In the late 1960’s Robert Smithson pioneered an art movement called Earthworks.  Taking art the gallery setting entirely, Smithson and his contemporaries created work that where art and land were intimately linked.  The land artists, reacted against the sterile confines of the gallery and were also drawn to the vast open spaces, the epic landscapes and isolation of the American West.  It is no accident that several prominent Earthworks from this period and are located in The Great Salt Lake Desert.

 


 

Sprial Jetty

 

Spiral Jetty

Spiral Jetty is the seminal Earthworks piece made Robert Smithson in 1970.  It consists of several dumptruck loads of basalt rocks arranged into a spiral in the Great Salt Lake at Rozel Point.  The work is as much about the alteration of the landscape as it is about the landscape itself.  Smithson chose Rozel Point, specifically for the strange qualities of the area, the color of the lake varies from pink to blood red because of the salt tolerant bacteria and algae that thrive in the intense 27% salinity in that part of the lake.  Crystalline salt now covers the rocks, and combined with color of the water give the site a distinct otherworldly feeling.  The repeated turns of the jetty guide the viewer to take in the entirety of the landscape and contemplate the oddness of the surroundings.

Sun Tunnels

 

Sun Tunnels


Sun Tunnels is an Earthworks piece by Nancy Holt, completed in 1976.  Like Zaqistan, is also is close to an old railroad on the former Transcontinental line.  Holt deliberately searched out a remote place for the piece, and decided that the ghost town of Lucin, Utah was empty enough for it.
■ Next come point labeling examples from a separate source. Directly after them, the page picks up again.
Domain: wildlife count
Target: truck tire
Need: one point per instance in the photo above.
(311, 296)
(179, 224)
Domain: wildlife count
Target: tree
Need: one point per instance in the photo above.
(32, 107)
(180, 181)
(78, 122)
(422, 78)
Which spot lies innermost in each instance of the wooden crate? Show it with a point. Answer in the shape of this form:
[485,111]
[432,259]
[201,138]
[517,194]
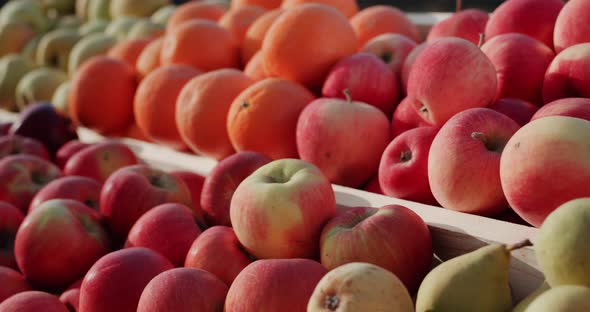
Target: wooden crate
[453,233]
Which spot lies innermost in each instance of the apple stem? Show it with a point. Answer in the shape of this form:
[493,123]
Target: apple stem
[482,37]
[524,243]
[347,95]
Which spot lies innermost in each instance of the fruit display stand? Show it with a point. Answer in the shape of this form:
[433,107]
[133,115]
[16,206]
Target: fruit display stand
[452,233]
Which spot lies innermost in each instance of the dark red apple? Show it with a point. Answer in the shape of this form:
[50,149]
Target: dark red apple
[223,180]
[82,189]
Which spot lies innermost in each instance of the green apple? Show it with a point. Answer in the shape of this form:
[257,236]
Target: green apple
[94,26]
[14,37]
[25,11]
[137,8]
[145,29]
[120,27]
[99,9]
[163,14]
[87,47]
[55,47]
[60,98]
[38,85]
[12,68]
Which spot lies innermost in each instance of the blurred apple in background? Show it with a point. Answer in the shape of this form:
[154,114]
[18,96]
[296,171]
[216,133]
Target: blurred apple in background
[82,189]
[343,138]
[464,160]
[279,210]
[40,240]
[217,250]
[392,237]
[223,181]
[22,177]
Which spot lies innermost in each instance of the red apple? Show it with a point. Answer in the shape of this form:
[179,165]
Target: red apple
[131,191]
[367,78]
[393,49]
[194,182]
[222,182]
[16,144]
[464,160]
[572,107]
[450,76]
[405,117]
[344,139]
[10,220]
[520,63]
[403,171]
[572,25]
[519,110]
[546,164]
[100,160]
[58,242]
[535,18]
[279,285]
[82,189]
[217,250]
[33,301]
[279,210]
[466,24]
[68,150]
[12,283]
[392,237]
[569,74]
[23,176]
[183,290]
[168,229]
[115,282]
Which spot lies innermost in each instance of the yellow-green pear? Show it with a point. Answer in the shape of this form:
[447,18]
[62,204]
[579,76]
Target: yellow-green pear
[359,286]
[86,48]
[562,246]
[38,85]
[121,27]
[145,29]
[163,14]
[25,11]
[12,68]
[137,8]
[524,303]
[99,9]
[55,47]
[94,26]
[60,98]
[566,298]
[14,36]
[475,281]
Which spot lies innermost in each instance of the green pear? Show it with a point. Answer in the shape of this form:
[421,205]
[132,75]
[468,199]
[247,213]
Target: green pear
[12,68]
[565,298]
[55,47]
[120,27]
[38,85]
[94,26]
[25,11]
[562,248]
[14,37]
[137,8]
[60,98]
[524,303]
[86,48]
[163,14]
[99,9]
[145,29]
[475,281]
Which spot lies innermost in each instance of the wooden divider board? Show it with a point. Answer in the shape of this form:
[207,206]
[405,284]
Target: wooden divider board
[453,233]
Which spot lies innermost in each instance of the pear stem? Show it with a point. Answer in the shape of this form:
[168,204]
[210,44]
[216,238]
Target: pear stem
[525,243]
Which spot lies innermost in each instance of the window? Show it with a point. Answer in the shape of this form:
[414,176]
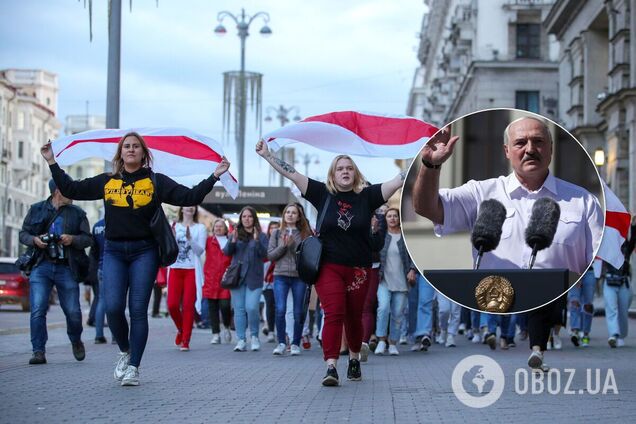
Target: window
[528,41]
[527,100]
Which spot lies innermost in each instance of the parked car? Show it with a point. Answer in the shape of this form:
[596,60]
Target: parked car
[14,285]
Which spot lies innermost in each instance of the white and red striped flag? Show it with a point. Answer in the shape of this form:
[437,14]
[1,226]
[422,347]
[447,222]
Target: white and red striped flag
[617,221]
[181,154]
[355,133]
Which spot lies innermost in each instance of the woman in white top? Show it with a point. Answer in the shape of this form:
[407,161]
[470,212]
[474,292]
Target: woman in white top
[185,276]
[397,273]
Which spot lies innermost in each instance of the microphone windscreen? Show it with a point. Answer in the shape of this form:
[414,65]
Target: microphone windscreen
[487,230]
[543,223]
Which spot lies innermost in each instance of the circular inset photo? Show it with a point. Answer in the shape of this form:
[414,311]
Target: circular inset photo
[502,211]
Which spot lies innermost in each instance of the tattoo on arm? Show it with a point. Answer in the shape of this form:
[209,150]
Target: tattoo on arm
[283,165]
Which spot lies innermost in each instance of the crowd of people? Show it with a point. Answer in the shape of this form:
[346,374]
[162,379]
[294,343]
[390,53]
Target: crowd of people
[368,299]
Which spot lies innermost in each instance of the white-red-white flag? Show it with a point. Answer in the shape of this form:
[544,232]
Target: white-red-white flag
[181,154]
[617,221]
[355,133]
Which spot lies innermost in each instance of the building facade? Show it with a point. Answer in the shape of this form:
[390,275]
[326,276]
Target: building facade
[28,118]
[597,83]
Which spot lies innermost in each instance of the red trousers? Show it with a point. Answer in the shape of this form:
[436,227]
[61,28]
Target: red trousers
[182,294]
[370,305]
[342,291]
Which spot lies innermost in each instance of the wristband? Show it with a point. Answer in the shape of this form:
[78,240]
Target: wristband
[430,165]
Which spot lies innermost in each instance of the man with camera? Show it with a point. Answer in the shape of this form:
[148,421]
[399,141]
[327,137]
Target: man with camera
[57,232]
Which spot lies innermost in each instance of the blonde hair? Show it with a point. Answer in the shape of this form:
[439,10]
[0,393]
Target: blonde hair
[359,182]
[118,162]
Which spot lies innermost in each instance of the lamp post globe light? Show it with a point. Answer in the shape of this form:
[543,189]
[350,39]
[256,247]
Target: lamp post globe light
[243,22]
[282,114]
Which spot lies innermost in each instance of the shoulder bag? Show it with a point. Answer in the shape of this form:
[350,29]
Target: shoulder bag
[162,232]
[309,251]
[28,259]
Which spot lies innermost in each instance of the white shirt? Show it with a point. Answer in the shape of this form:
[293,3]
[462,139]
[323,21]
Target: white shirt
[578,232]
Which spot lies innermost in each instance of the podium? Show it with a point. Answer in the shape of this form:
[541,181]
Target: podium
[532,287]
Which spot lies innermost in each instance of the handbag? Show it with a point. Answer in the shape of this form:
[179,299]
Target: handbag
[232,276]
[162,233]
[29,258]
[309,252]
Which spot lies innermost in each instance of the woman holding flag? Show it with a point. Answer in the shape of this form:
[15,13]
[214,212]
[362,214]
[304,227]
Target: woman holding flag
[130,253]
[346,255]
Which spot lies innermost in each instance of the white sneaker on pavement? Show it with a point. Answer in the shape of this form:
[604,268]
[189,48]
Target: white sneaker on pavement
[131,378]
[450,341]
[241,346]
[256,344]
[279,350]
[379,350]
[294,350]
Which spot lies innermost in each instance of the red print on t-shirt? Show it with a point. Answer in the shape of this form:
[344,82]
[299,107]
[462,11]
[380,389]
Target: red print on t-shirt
[344,215]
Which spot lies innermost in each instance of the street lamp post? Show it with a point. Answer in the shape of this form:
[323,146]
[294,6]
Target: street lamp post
[243,22]
[282,113]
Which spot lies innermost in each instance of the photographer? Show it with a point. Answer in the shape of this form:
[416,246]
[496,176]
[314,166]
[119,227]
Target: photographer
[59,233]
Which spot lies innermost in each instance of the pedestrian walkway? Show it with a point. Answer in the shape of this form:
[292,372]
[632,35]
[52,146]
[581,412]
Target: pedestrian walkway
[213,384]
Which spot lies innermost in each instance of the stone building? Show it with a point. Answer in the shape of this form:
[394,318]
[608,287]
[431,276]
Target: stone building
[28,109]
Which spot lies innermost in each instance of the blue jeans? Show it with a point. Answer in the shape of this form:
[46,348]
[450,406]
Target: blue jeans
[478,320]
[580,298]
[246,301]
[426,293]
[390,302]
[130,268]
[100,309]
[502,321]
[43,278]
[617,301]
[282,285]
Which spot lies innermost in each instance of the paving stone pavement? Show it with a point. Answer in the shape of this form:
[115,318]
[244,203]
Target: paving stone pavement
[212,384]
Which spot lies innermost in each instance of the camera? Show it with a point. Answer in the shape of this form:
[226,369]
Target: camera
[53,249]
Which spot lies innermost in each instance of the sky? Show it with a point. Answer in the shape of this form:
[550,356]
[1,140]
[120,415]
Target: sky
[322,57]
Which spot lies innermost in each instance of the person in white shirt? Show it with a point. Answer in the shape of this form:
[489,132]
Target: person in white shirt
[185,276]
[528,147]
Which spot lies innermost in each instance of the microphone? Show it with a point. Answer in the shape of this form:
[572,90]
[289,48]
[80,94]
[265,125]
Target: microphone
[542,226]
[487,230]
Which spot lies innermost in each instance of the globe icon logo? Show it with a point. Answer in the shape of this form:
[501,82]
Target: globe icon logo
[478,381]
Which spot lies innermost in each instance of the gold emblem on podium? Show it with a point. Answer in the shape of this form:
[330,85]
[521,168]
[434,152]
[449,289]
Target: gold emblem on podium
[494,294]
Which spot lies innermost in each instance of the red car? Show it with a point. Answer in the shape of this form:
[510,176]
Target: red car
[14,285]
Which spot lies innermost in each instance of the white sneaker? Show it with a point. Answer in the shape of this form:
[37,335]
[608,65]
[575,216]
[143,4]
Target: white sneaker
[256,344]
[364,352]
[227,335]
[121,365]
[556,342]
[379,350]
[294,350]
[279,350]
[241,346]
[131,378]
[450,341]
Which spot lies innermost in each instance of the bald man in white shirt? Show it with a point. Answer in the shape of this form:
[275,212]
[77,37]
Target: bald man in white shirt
[528,147]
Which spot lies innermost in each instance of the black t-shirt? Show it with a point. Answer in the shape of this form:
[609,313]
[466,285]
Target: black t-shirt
[345,231]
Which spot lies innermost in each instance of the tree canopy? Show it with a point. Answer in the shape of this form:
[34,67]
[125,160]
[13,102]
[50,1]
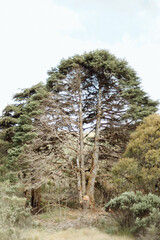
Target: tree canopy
[87,110]
[140,167]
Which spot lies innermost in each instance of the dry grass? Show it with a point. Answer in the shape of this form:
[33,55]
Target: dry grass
[72,234]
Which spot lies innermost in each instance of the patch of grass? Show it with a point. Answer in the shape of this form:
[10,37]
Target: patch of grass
[78,234]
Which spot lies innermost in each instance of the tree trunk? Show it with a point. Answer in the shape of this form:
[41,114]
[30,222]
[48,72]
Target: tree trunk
[95,156]
[81,142]
[35,200]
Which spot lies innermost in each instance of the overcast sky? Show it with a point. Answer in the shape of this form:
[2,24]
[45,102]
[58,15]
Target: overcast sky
[36,34]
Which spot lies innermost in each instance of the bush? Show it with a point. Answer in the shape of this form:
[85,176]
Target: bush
[13,214]
[135,211]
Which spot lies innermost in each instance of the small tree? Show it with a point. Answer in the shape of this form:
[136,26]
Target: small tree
[140,167]
[135,211]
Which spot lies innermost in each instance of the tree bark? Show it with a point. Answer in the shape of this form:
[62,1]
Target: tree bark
[95,155]
[81,142]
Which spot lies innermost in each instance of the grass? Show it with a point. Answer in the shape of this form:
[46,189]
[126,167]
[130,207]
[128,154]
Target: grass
[72,234]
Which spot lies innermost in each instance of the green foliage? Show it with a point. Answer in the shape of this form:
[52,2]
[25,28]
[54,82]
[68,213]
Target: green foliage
[14,216]
[135,211]
[140,167]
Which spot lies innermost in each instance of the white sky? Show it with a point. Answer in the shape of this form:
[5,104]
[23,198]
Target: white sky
[36,34]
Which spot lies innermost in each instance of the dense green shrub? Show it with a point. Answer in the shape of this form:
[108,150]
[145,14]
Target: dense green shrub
[135,211]
[14,216]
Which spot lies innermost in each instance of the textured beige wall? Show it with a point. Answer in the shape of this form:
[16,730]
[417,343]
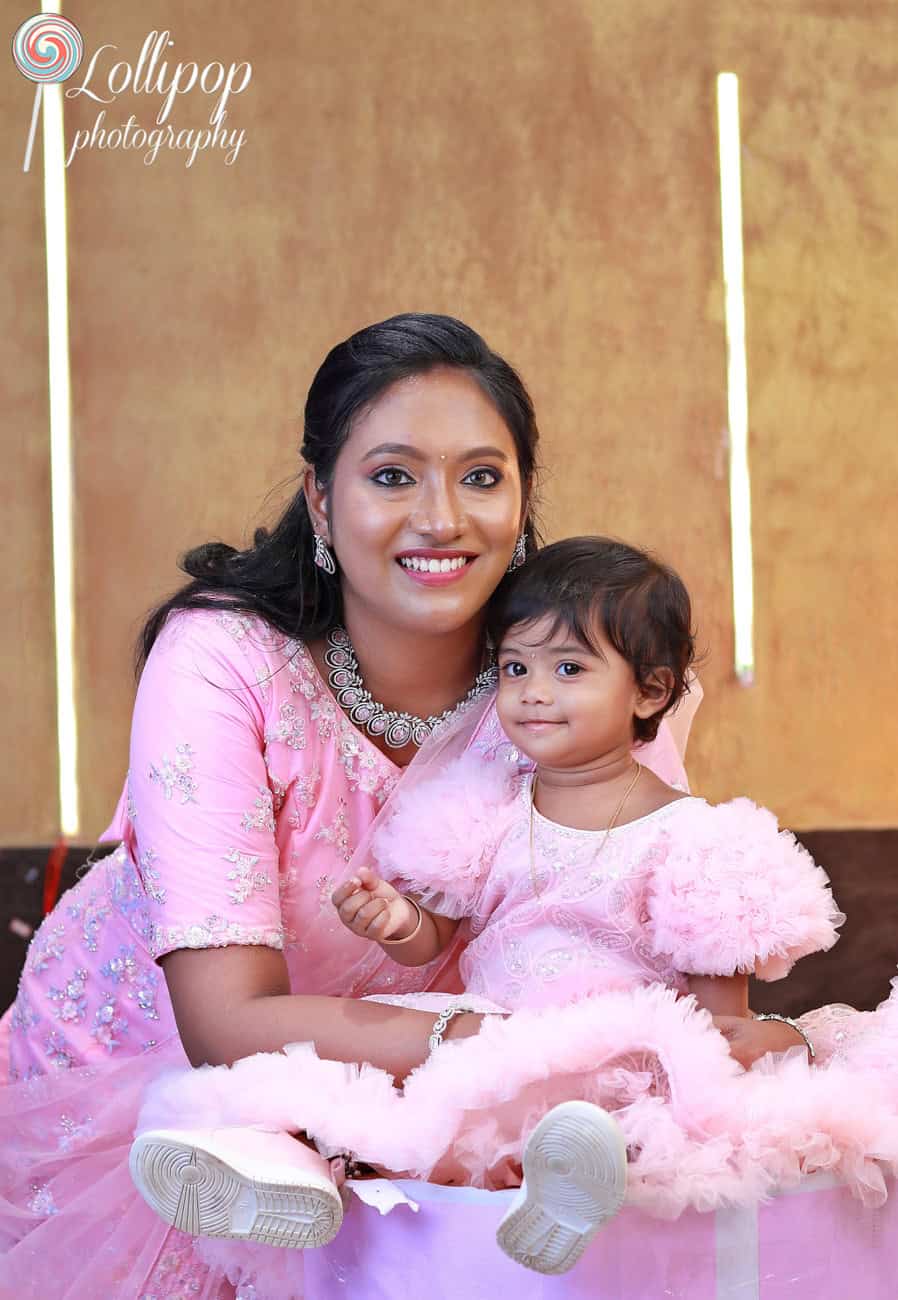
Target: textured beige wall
[27,698]
[547,172]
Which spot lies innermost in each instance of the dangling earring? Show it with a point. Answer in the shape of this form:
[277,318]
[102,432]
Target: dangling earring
[324,557]
[519,554]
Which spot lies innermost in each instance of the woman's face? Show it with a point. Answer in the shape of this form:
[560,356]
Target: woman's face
[425,505]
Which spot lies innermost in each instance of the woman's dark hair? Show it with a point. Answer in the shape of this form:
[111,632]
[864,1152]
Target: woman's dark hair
[593,583]
[276,577]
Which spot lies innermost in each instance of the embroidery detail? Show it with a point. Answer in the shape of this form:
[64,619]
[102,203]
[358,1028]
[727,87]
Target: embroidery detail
[72,1004]
[286,880]
[290,729]
[338,832]
[246,880]
[324,713]
[151,878]
[278,792]
[141,980]
[108,1023]
[73,1131]
[213,932]
[131,805]
[46,947]
[263,819]
[235,624]
[42,1200]
[176,775]
[24,1017]
[128,893]
[57,1051]
[91,914]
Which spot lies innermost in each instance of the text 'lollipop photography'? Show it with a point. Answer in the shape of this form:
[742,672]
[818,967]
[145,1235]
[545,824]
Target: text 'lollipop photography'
[48,48]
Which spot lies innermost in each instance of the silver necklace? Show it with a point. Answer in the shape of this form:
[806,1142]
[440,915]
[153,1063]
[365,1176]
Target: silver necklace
[397,728]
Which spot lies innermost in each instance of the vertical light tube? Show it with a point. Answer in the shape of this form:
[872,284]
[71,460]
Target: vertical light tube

Four concrete tubes, 9 feet in diameter and 18 feet in length are laid out in an X formation.  Each tunnel has holes in specific places that correspond with celestial constellations.  The different tunnels align with sunrise and sunset on the summer and winter solstices.  Like Spiral Jetty, the Sun Tunnels direct the viewer’s focus not on the piece but on the landscape that surrounds it.